Степняк пожал плечами:

— А мы тут при чем?

— Тут — ни при чем. Но Рыбаш и Григорьян с самого начала заявили, что в ноль тридцать начали оперировать, а в час она умерла. Между тем в журнале приемного отделения сказано: «Доставлена в ноль сорок пять…»

— С ума сойти! — Степняк отшвырнул пустую коробку «Казбека» и полез в стол за новой. — Кто же, по-вашему, врет?

Лознякова вертела в руках карандаш.

— Вот это как раз интересует милицию. Они не объясняют почему, но для следствия важно установить точное время, когда раненую принесли к нам.

— Ну и пусть устанавливают!

— А вы считаете, что нас это не касается?

Чиркая и ломая спички, Степняк раздраженно сказал:

— В конце концов, каждый занимается своим делом.

Не отвечая, Лознякова взяла ту коробку из-под «Казбека», которую отшвырнул Илья Васильевич, и с бессмысленной старательностью принялась заштриховывать буквы названия. Оба молчали.

— Постойте! — спохватился Степняк. — Это ведь действительно и для нас очень важно. Если ее принесли в ноль сорок пять, а в час она умерла, то приступать к операции было поздно, и Рыбаш не мог этого не знать…

— Я верю Рыбашу! — быстро сказала Юлия Даниловна.

— Почему? — Степняк завороженно следил за ее карандашом. — Кому выгодно, чтоб операция началась раньше? Одному Рыбашу, потому что только это и оправдывало операцию… А для чего регистратору врать в журнале? Совершенно незачем.

— А почему регистратор отказалась записать фамилии рабочих, которые доставили раненую?

Буквы на коробке «Казбек» уже покрылись штриховкой и вдоль и поперек. Лознякова подняла глаза на Степняка.

— Она не отказывалась, — сказал Степняк. — Она не догадалась. Это разница.

— А вот рабочие утверждают, что отказалась.

— Разве их нашли?!

Юлия Даниловна опять опустила глаза и, повернув коробку, начала обводить на оборотной стороне кружок с фабричной маркой «Ява».

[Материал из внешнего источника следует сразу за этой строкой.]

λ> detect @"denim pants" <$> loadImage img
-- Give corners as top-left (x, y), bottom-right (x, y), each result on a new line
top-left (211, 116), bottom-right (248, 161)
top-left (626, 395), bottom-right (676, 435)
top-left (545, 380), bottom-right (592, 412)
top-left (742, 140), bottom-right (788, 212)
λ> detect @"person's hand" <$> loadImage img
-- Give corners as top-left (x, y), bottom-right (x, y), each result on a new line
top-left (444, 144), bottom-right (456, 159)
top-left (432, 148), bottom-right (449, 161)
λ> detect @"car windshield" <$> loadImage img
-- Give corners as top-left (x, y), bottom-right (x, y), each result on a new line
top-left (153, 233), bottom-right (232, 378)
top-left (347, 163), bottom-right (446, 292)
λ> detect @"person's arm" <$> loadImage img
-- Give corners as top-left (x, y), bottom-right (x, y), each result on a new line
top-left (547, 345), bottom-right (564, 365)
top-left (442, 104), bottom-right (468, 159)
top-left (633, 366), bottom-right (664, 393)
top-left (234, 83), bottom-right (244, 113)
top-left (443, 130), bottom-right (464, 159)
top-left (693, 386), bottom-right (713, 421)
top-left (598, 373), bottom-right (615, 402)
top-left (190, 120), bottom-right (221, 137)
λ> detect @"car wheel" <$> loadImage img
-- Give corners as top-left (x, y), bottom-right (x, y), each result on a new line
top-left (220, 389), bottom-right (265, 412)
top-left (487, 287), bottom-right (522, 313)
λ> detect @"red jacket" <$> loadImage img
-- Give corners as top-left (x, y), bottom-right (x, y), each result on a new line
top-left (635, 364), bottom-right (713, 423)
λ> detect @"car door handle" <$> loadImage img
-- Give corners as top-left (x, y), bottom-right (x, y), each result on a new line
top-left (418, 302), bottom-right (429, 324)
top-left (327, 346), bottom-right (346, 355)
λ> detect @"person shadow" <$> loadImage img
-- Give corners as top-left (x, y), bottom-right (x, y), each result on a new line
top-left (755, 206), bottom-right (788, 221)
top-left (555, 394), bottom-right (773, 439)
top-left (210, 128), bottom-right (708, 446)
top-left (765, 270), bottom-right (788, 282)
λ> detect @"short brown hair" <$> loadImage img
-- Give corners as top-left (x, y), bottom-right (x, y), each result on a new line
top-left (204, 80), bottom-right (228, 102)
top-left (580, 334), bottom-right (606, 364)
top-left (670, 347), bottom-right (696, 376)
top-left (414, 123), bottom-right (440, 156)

— Их и искать не пришлось — сами на следующий день явились в милицию. И объяснили, что регистратор в больнице отказалась записать их адреса и фамилии. А вот точного времени, когда принесли раненую, не помнят. Знают, что после двенадцати, — и все…

— Так что же вы думаете? — Степняк сжевал почти весь мундштук своей папиросы и с отвращением раздавил окурок в пепельнице.

— Думаю, что надо верить Рыбашу и наводить порядок в больнице.



Степняк встал:

— Юлия Даниловна, мы можем верить или не верить Рыбашу, а в райздраве и вообще в любом учреждении поверят журналу.

Рисунок вокруг фабричной марки «Ява» стал резче. Маленькая рука Лозняковой напряглась.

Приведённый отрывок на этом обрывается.